The Create Data Tables option lets you create Data Tables without writing any formulas. However, you might notice that these automatically generated Tables don’t always have the most optimal structure.
Let’s look at an example. Here’s a screenshot of a Data Table created from an query to an external service.
This is from a service that allows you to search for people’s contact details:
But look at all that duplication! Surely there’s a better way to display the data There is indeed a better way, you could display it like this.
This view was created by applying the FLATTEN
function which we explain in a later section.
But first, let's understand why this duplication happens in the first place and when you might need to use functions such as FLATTEN
and UNNEST
.
When you create a standard Data Table, Rows automatically adds a special formula behind the scenes. If click the top-left cell, you’ll see the formula that's being used to convert the data into a Table.
The previous screenshot, you can see that the UNNEST
and REMOVEARRAYS
functions are being used in combination with EXPAND
.
Don’t worry if you’ve never heard of these functions before, we’ll get to them in a minute. But first, it's important to understand why they're necessary.
The problem with nested data structures
When you pull data from an external service such as a contact details API, the data is usually provided in the JSON format. This format organizes data into hierarchies which makes it challenging to convert the data into a table. Whichever way you decide to do it, you’ll probably have to make some kind of compromise.

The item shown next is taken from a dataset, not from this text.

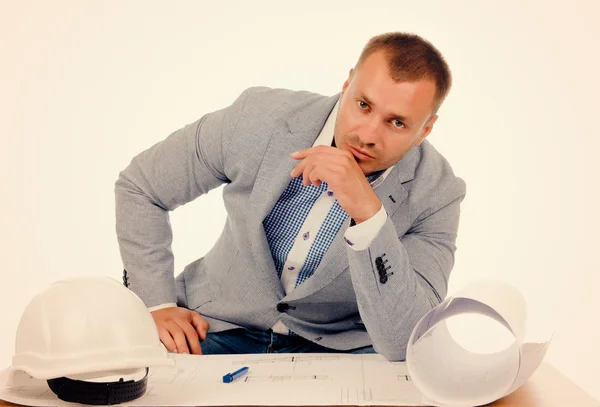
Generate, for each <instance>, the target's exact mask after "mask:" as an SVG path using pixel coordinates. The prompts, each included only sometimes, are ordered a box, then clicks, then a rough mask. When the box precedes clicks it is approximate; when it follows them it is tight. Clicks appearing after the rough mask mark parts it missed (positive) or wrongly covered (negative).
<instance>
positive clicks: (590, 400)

Here’s an example of the raw data before it was converted into the Data Table from the previous screenshot.
How do you turn this into a table? There are a couple of ways to do it. One way is to use the UNNEST
function.
However, the UNNEST
function can sometimes result in some duplicated data which we can see in the previous example.
Why UNNEST can cause duplicate rows
To understand why duplicate rows show up in our example, let’s look at the structure of the raw data has changed. As mentioned earlier, Data Tables use the UNNEST
function to convert JSON data into a tabular format.
The following illustration shows how the data is structured before and after the UNNEST
function is applied.
Before UNNEST was applied
There were data categories that had subcategories such as “phonenumber” which contains the subcategories. “type “ and “number”.
- In total, there are 4 subcategories:
1) phone number type, 2) email type, 3) phone number 4) email address.
After UNNEST was applied
After UNNEST
, all subcategories are removed, and are converted into top-level categories such as phonenumber.number
, phonenumber.type
— these correspond to columns in a table.
- There are now 4 columns — one for each of the 4 top-level categories.
- There are now 6 rows — one for each combination of values such as home phone number and primary email.
These combinations are calculated by multiplying the variants for each subcategory together:- For “number type”, there are 3 variants:
1) mobile number, 2) home number 3) work number. - For “email type”, there are 2 variants:
1) primary email, 2) secondary email. - Therefore: 3 number types * 2 email types = 6 combinations/rows for one contact (which is why "Baltesar de Briho" is repeated 6 times).
- For “number type”, there are 3 variants:
So, what can you do about this? You can try to flatten the data by adding more columns instead of rows.
Reducing duplication with FLATTEN
You can solve this problem with a similar function called FLATTEN
. This function tries to add more columns instead of adding more rows.
Here’s an example of what the data from our previous example looks like if we use FLATTEN
instead of UNNEST
.
Look at that! No more duplicate rows for each contact. But our table is now very wide because instead of 6 rows, we have 6 pairs of columns for each of our data variants (12 columns in total).
As you can see, how you handle duplication depends on the structure of your data and whether you prefer wider tables or taller tables.
- If your data contains data categories that have many subcategory variants (such as
"country": “america” { "state": "alabama"; "state": "alaska"
- 48 more variants of
"state"
), you’re probably better off sticking withUNNEST
so that the variants are inserted into rows.
- 48 more variants of
- If your data contains a manageable number of subcategory variants (such as in our previous example), it might be better to put the variants in columns with
FLATTEN
.